A stupid question from a dilettante... Does this avenue of research promise to eventually be able to assign probabilities to interesting statements, like whether P=NP or whether some program halts, or whether some formal system is self-consistent?

Comment author: Eliezer_Yudkowsky 24 March 2013 08:03:41AM 9 points [-]

Promise? No. Might it start down an avenue that someday leads there after a whole lot more work and some additional ideas? Maybe. Don't hold your breath on that P!=NP formal probability calculation.

Comment author: shminux 24 March 2013 06:25:09PM 3 points [-]

Hey, a man can hope. Interesting how it used to be physics driving the progress in math, and lately it's been computer science.

Comment author: Will_Sawin 17 April 2013 05:07:44AM 0 points [-]

This comment is a grossly oversimplified perspective, I think.
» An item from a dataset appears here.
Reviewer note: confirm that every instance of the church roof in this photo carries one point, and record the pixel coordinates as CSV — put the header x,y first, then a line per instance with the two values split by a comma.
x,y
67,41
Comment author: benelliott 26 March 2013 01:14:50PM 3 points [-]

Maybe I'm misunderstanding here, but it seems like we have no particular reason to suppose P=NP is independent of ZFC. Unless it is independent, its probability under this scheme must already be 1 or 0, and the only way to find out which is to prove or disprove it.

Comment author: endoself 26 March 2013 11:12:45PM 1 point [-]

I think shminux is talking about the possibility of future research addressing bounded reasoners, who could be uncertain of P=NP even if it followed from ZFC.

Comment author: benelliott 26 March 2013 11:57:07PM 2 points [-]

I fully agree that is an interesting avenue of discussion, but it doesn't look much like what the paper is offering us.

Comment author: abramdemski 25 March 2013 01:02:05AM 1 point [-]

... Or a probability for the continuum hypothesis, axiom of choice, et cetera, if the probabilistic set theory works out. :)

Comment author: MrMind 25 March 2013 10:36:47AM 0 points [-]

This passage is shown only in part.